The 24-year-old software verification employee of South Korean-invested Kraze Vina is taking a business administration course through the TOPICA electronic learning (E-learning) program at Hanoi Open University.

What makes the two-year course so interesting is that Ha’s teachers, several of whom are businesspeople, often use real-life situations to get their point across.

“Real examples help us understand the lessons quicker, and we can watch the same lectures as many times as we want,” she told Thanh Nien Weekly.

Like Ha, many students and employees are taking the course to learn things that universities don’t teach.

Some 1,900 students and 105 entrepreneurs have registered for the “1,000 Businesspeople Share Their Experience with Youth via E-learning” study program co-organized by TOPICA, the Vietnam Youth Association and the Vietnam Young Entrepreneurs Association.

Over the next two years, the program is expected to train 30,000 students and 1,000 businesspeople.

Multilateral benefits

Tran Thi Phuong Thao, a student at Hanoi Open University, took the program’s “Skills for a Successful Interview” course. With their practical bent, she found that the lectures and learner forums honed her thinking and her ability to solve situational problems.

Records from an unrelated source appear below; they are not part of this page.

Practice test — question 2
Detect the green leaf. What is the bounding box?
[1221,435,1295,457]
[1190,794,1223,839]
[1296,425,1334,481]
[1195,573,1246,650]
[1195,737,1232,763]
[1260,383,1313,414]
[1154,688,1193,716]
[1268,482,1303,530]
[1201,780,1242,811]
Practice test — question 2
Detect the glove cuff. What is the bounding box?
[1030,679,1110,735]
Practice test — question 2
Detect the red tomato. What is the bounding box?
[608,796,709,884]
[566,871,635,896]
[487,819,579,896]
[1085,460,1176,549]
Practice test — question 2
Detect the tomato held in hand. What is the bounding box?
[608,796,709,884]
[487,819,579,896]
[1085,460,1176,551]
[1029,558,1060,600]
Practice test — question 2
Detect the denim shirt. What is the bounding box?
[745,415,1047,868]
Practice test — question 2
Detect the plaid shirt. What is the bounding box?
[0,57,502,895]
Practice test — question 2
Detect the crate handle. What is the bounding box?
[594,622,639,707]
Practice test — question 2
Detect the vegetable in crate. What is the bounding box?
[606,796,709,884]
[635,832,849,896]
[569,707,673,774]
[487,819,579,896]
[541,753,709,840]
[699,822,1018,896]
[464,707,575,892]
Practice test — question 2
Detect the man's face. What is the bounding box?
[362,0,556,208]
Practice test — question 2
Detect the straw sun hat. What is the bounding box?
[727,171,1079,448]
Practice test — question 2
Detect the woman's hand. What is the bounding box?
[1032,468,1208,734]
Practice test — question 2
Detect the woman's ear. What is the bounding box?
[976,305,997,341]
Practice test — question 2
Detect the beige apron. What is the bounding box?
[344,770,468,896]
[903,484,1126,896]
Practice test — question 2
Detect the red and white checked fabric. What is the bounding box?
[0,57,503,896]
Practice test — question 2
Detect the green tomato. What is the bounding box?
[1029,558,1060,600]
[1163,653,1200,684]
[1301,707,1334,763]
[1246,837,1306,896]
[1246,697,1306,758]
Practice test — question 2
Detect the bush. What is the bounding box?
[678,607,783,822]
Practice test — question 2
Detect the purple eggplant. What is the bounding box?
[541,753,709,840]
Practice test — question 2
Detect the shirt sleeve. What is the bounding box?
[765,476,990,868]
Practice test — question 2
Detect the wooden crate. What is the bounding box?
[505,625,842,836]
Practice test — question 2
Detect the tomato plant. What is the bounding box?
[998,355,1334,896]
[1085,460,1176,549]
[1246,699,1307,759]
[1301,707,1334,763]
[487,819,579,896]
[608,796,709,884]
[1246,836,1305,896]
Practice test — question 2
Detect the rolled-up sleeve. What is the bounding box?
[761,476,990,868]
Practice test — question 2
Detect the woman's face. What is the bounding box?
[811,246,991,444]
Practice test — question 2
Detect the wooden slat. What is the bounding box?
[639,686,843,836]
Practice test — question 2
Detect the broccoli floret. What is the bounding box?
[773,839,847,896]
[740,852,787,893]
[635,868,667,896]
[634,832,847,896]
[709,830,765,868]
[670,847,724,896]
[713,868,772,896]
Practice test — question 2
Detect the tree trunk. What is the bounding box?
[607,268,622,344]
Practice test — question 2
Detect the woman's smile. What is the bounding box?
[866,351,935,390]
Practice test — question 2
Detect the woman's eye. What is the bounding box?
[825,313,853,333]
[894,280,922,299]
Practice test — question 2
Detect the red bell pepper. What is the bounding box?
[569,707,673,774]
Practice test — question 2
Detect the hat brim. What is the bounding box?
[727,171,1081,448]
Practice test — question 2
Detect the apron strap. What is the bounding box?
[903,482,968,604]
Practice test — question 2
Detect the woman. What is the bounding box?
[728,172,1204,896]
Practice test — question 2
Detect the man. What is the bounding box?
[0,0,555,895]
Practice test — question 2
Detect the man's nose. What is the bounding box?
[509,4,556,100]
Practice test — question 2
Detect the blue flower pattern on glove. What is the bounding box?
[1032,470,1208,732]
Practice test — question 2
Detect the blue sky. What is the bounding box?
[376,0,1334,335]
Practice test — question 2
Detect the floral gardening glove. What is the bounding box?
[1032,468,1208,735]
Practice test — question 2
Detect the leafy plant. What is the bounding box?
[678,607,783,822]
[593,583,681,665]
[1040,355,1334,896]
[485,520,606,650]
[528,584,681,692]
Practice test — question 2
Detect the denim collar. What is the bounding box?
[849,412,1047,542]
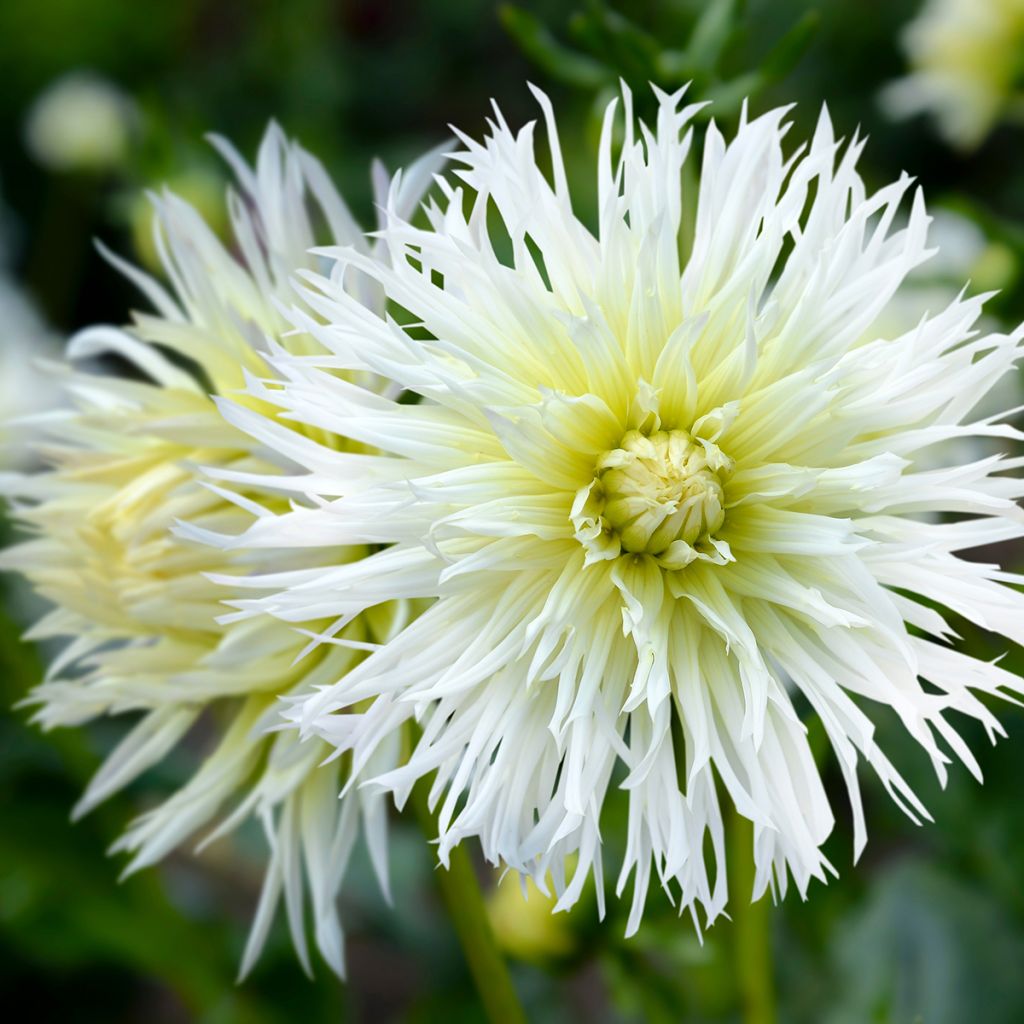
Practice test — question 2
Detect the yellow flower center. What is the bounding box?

Nguyen Manh Cuong, vice president and general secretary of the Vietnam Young Entrepreneurs Association, said the program gave learners the chance for direct contact with managers and thereby improved their employment prospects.

E-learning gives more training options for busy people who cannot attend traditional classes, said TOPICA’s director, Pham Minh Tuan.

The businesspeople who teach in the E-learning programs have helped learners improve their working skills and given them practical experience, Tuan said.

In this way, they “contribute to increasing the quality of human resources, instead of waiting for universities to reform their teaching programs, to create products suitable to the demand,” he said.

“Participating in the program is the implementation of firm’s social responsibility,” said Dao Trong Khang, chairman and director of personnel management consulting firm DTK, and one of the TOPICA program’s teachers.

“I have shared all my experience from 13 years as an employer in the hope that the learners will be more methodical in their job interviews, and more successful,” he said.

Khang said the program gave him more opportunities to share his experience with colleagues in the program while also improve his presentation, listening and summing up skills and expanding his firm’s operational network.

He said the communication with youth had renewed his zest for his work.

First 3D online bachelor’s course

TOPICA, Vietnam’s first bachelor training program using three-dimensional virtual world (second life) technology, creates a lively learning environment like a normal university.

The technology lets learners follow lessons more easily, Tuan from TOPICA said.

For example, learners studying macroeconomics can become traders in the virtual world and recognize real changes in supply and demand that theory alone cannot teach.

The program lets learners connect to companies and get practical experience, as businesspeople teach over 80 percent of the subjects.

At present TOPICA is training over 1,000 students in business administration, finance, accounting and information technology in Hanoi and Ho Chi Minh City. They meet their teachers offline once a month.

Graduates will get bachelor’s certificates from Hanoi Open University, and be able to take local and foreign learning programs to obtain master’s or doctoral degrees.